江蔵さんがそう疑問を抱いたのは、97年に母が体調を崩して検査した時だった。血液検査の結果から、自分が両親からは生まれない血液型だと判明した。
それでも、事実を受け入れられず「『そういうこともある』と自分に言い聞かせていた」と江蔵さんは振り返る。
7年後、江蔵さんと父母のDNA鑑定をしたところ、父と母のいずれとも血縁上のつながりがないと分かった。
「血のつながった父や母はどんな人なのか、きょうだいはいるのか。自分が何者なのかを知りたかった」
だが、当時の産院はすでに閉院していた。役所に対応を求めても相手にされなかったという。
自分のためだけではない
江蔵さんと父母は2004年、東京都を相手取り、不法行為による損害賠償を求めて提訴した。06年の二審判決で、東京高裁は産院側の取り違えの事実を認定。都に対し2000万円の損害賠償の支払いを命じる判決を言い渡し、確定した。

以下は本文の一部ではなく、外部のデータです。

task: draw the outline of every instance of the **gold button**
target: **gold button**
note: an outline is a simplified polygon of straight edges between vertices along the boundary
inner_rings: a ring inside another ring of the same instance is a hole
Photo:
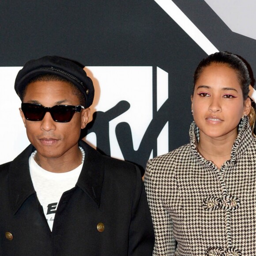
[[[99,232],[103,232],[105,229],[105,226],[103,223],[100,222],[97,225],[97,230]]]
[[[10,232],[6,232],[5,233],[5,237],[10,241],[11,241],[13,239],[13,237]]]

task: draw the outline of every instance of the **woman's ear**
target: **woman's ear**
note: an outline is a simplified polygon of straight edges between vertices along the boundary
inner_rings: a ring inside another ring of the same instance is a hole
[[[245,102],[244,114],[248,115],[251,109],[251,99],[248,97]]]

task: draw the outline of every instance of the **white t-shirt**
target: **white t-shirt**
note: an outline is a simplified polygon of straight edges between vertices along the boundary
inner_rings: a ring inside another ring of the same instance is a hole
[[[81,164],[75,169],[66,173],[52,173],[41,167],[32,155],[29,160],[29,169],[38,198],[51,231],[53,230],[55,213],[59,202],[65,191],[75,186],[83,167]]]

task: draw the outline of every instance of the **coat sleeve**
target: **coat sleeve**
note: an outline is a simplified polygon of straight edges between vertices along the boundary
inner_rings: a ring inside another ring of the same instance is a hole
[[[173,222],[162,200],[164,194],[161,195],[164,182],[161,182],[158,170],[158,168],[154,168],[151,162],[149,161],[144,184],[155,236],[153,255],[171,256],[175,254],[176,241],[173,236]]]
[[[152,256],[154,242],[154,228],[141,172],[136,168],[136,182],[132,192],[134,196],[128,255]]]

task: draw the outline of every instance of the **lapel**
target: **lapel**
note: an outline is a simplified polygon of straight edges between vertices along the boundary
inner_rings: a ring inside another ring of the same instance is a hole
[[[84,150],[83,165],[76,185],[99,207],[104,173],[104,157],[83,141],[79,145]],[[11,211],[15,215],[24,202],[36,192],[31,179],[29,158],[34,148],[29,146],[10,164],[8,190]]]
[[[76,185],[92,199],[98,208],[104,175],[104,158],[84,141],[80,141],[79,144],[84,150],[85,156]]]
[[[15,215],[25,200],[35,193],[29,171],[28,159],[34,150],[29,146],[10,164],[8,180],[10,202]]]

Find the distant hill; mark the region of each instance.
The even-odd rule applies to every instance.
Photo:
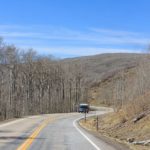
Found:
[[[121,69],[136,66],[145,54],[114,53],[62,60],[66,64],[81,64],[86,82],[92,85],[107,79]]]

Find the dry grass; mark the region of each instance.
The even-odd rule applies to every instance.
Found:
[[[87,119],[87,122],[81,121],[81,125],[96,131],[95,118]],[[149,150],[150,146],[139,146],[129,144],[129,138],[135,141],[150,139],[150,115],[147,115],[137,123],[133,123],[131,119],[125,118],[124,112],[110,113],[99,117],[99,134],[105,135],[112,139],[128,144],[133,150]]]

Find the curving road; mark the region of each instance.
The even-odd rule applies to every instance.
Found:
[[[108,112],[106,109],[98,114]],[[91,112],[90,115],[94,115]],[[79,127],[83,114],[31,116],[0,124],[1,150],[126,150],[97,138]]]

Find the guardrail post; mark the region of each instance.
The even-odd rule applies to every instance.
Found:
[[[96,116],[96,130],[98,131],[98,116]]]
[[[86,111],[85,111],[84,121],[86,122]]]

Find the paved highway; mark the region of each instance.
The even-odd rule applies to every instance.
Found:
[[[107,111],[97,111],[104,114]],[[89,115],[93,115],[91,112]],[[126,150],[80,128],[83,114],[50,114],[0,124],[1,150]]]

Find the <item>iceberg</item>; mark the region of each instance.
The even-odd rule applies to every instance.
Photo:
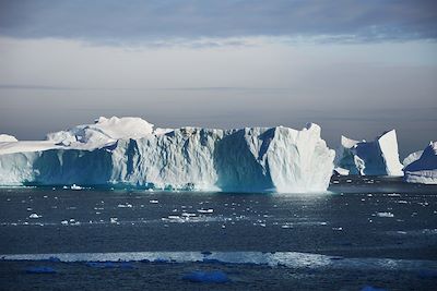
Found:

訴訟と並行し、江蔵さんは自力で生みの親を探した。自分の誕生日近くに生まれた人で、墨田区内で暮らす人を一軒一軒訪ねたり、戸籍受附帳を開示請求したりと調べ続けたが、手がかりは得られなかった。
血縁上の父母を探すのは、自分だけのためではない。
父は「まだ探してんのか」「今さら会ってどうするんだ」と理解を示さなかった。一方で、母は父のいないところで「(産んだ子の)顔だけでも見たいよ」と江蔵さんに本心を打ち明けた。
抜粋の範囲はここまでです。